Appliqué à la recherche, le filtre libéral et pragmatique conduit à pousser des portes que la France hésite à entrouvrir. « On ne décide pas en amont quels sont les problèmes ; nous restons ouverts aux possibles et mettons en place des systèmes de surveillance pour gérer les problèmes le cas échéant », poursuit le bioéthicien canadien.
La Grande-Bretagne se distingue par sa législation très ouverte sur l’embryon. Dès les années 1990, l'incarnation de la bioéthique britannique Mary Warnock plaidait pour des expériences sur l’embryon jusqu’à 14 jours après sa constitution. Elles sont aujourd’hui autorisées, comme la création d’embryons pour la recherche, la création d’hybride, de chimères, et depuis 2016 la thérapie de remplacement mitochondrial (bébé « à trois parents ») et la modification génétique d’embryons à des fins de recherche. Le Nuffield council vient d’estimer que le recours à des interventions d’édition du génome (via CRISPR-Cas9) pour influencer les caractéristiques des générations futures peut être éthique à condition de respecter le bien-être de la personne à naître et les principes de justice sociale et de solidarité.
« La législation est certes très permissive dans la recherche, mais elle est contrôlée et régulée par des limites précises quant aux indications de la technique », temporise David Achard.

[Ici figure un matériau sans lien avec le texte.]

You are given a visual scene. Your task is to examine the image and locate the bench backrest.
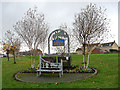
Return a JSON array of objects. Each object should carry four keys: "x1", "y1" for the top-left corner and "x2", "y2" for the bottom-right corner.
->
[{"x1": 39, "y1": 56, "x2": 62, "y2": 69}]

Qui croit en la pédagogie pour apaiser les craintes de dérives eugénistes. « Une fois expliquées les pathologies terribles que nous souhaitions éviter avec la thérapie de remplacement mitochondrial, le grand public a accepté cette technique », se souvient-il.

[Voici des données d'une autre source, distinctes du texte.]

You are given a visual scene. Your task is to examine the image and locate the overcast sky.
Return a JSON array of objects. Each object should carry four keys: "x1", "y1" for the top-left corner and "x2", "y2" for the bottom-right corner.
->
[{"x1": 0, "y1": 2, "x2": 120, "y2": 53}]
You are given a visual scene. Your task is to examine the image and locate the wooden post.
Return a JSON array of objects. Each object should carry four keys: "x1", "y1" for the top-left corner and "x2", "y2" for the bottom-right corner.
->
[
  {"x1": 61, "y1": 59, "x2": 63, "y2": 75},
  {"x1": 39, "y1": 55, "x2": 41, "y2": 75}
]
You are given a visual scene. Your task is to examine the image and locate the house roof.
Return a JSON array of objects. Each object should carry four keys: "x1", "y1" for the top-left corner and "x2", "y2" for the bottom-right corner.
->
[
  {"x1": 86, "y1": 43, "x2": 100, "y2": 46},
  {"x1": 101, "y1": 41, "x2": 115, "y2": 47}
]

Les contingences de l’histoire
La distinction entre un noyau de pays attaché à la dignité et un modèle anglo-saxon ne saurait seule rendre compte des spécificités nationales, qui relèvent parfois de contingences historiques. L'absence d'interdiction du suicide assisté en Suisse remonte à la fin du XIXe siècle : un officier de l’armée ayant prêté son pistolet à un camarade en peine d’amour qui l’a retourné contre lui, a été acquitté. Les juges ont estimé qu’on ne pouvait le punir d’avoir aidé à la réalisation d'un acte permis, le suicide.

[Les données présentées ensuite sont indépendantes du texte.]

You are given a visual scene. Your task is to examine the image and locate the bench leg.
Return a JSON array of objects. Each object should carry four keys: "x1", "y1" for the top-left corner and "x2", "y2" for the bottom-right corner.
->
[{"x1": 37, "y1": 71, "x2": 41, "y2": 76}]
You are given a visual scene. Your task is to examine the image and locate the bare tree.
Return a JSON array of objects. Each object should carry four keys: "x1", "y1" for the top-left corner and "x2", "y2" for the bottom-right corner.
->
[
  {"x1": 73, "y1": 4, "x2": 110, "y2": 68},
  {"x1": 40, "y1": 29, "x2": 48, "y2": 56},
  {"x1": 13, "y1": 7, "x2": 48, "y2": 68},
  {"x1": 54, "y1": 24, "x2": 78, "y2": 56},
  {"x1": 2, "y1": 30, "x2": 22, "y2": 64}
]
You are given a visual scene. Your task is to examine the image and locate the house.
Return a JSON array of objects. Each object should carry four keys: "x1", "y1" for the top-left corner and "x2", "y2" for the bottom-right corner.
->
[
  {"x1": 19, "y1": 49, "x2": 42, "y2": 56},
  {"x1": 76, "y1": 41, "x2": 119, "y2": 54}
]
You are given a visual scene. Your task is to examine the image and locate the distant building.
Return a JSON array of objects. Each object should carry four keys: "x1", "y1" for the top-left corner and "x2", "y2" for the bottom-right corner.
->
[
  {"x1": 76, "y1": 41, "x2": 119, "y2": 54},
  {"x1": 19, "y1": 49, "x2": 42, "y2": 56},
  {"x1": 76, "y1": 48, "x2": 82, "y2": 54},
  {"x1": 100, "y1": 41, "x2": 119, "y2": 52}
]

Les contradictions qui traversent la bioéthique en Espagne, notamment le hiatus entre la législation sur la procréation et la culture latine et catholique, ne se comprennent qu’à la lumière de l’histoire du pays, estime le juriste Federico de Montalvo Jaaskelainen. Il y voit la trace du pari fait par les chercheurs espagnols sur la recherche sur l’embryon et la volonté du gouvernement socialiste d’alors d’affaiblir le pouvoir de l’Église catholique.
Si aucun cadre bioéthique n’est identique d'un pays à l'autre, les défis de l'avenir - big data, médecine prédictive, intelligence artificielle, vieillissement, etc. - sont semblables. Elles exigent des collaborations internationales. Et réveillent chez tous les acteurs de l'éthique le même impératif : informer les citoyens.